Talking politics on WhatsApp: A survey of Cuban, Indian, and Mexican American diaspora communities in the United States


Meta’s WhatsApp is a communication tool of growing general importance in the United States and is already very popular with diasporic and immigrant communities in the country. The platform facilitates private conversations in 1:1 chats and small groups, but is particularly known for its encryption, group chats, and use of phone numbers as identity markers – all of which make it distinct from conventional social media platforms. On WhatsApp, as in other digital information spaces, false information can spread quickly, easily, and broadly. But app users and platform operators have comparatively limited means to address and intervene as misleading or harmful content spreads.

WhatsApp is also becoming crucial for political communication in the United States. It is regarded as a particularly useful tool for reaching diasporic communities and communities of color, which many U.S. campaigns see as important and persuadable parts of the electorate. Our research and recent reporting suggest that these communities face rising levels of propaganda and disinformation on the platform. But how do various forms of false information permeate WhatsApp? What kinds of inaccurate content and propaganda spread with success? Critically, how do diasporic communities experience these informational issues? Little research thus far has centered the voices of diasporic communities themselves in regard to how they are affected by dis- and misinformation, a void that our report seeks to fill.

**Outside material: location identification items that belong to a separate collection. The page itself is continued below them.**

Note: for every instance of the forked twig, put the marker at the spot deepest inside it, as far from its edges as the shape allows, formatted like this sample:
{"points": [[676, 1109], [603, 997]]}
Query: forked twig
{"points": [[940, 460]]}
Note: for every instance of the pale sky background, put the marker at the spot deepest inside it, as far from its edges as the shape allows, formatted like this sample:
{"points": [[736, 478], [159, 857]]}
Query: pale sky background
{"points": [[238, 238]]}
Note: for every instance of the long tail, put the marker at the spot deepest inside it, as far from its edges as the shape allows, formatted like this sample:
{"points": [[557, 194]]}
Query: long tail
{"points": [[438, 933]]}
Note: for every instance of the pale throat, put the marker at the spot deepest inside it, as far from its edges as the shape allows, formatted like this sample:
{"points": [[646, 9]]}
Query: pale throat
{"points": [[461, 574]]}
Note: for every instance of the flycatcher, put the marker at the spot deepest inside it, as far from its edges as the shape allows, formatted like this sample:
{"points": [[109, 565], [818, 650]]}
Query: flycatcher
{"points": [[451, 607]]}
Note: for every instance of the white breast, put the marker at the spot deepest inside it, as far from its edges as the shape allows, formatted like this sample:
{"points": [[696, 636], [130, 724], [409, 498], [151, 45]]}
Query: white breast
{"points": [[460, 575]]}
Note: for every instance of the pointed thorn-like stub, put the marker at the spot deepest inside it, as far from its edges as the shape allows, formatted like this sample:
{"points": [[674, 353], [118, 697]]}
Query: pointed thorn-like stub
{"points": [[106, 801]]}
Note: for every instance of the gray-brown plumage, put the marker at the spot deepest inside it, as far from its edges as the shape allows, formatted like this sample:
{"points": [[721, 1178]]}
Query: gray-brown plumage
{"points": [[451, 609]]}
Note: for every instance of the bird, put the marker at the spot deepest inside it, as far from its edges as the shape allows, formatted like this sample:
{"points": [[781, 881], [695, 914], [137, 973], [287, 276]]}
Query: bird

Between April and June 2022, the Center for Media Engagement’s Propaganda Research Lab fielded a survey in the United States exploring these, and related, questions. We asked 1,544 adult WhatsApp users to answer questions about their perceptions of the platform; their news and information consumption behaviors; and their encounters with false information. In the following pages, we present rare survey data about WhatsApp pertaining to three specific sub-groups: Cuban Americans, Mexican Americans, and Indian Americans. We surveyed these communities because they use WhatsApp frequently, and because they constitute communities making up some of the largest populations of immigrants among eligible U.S. voters.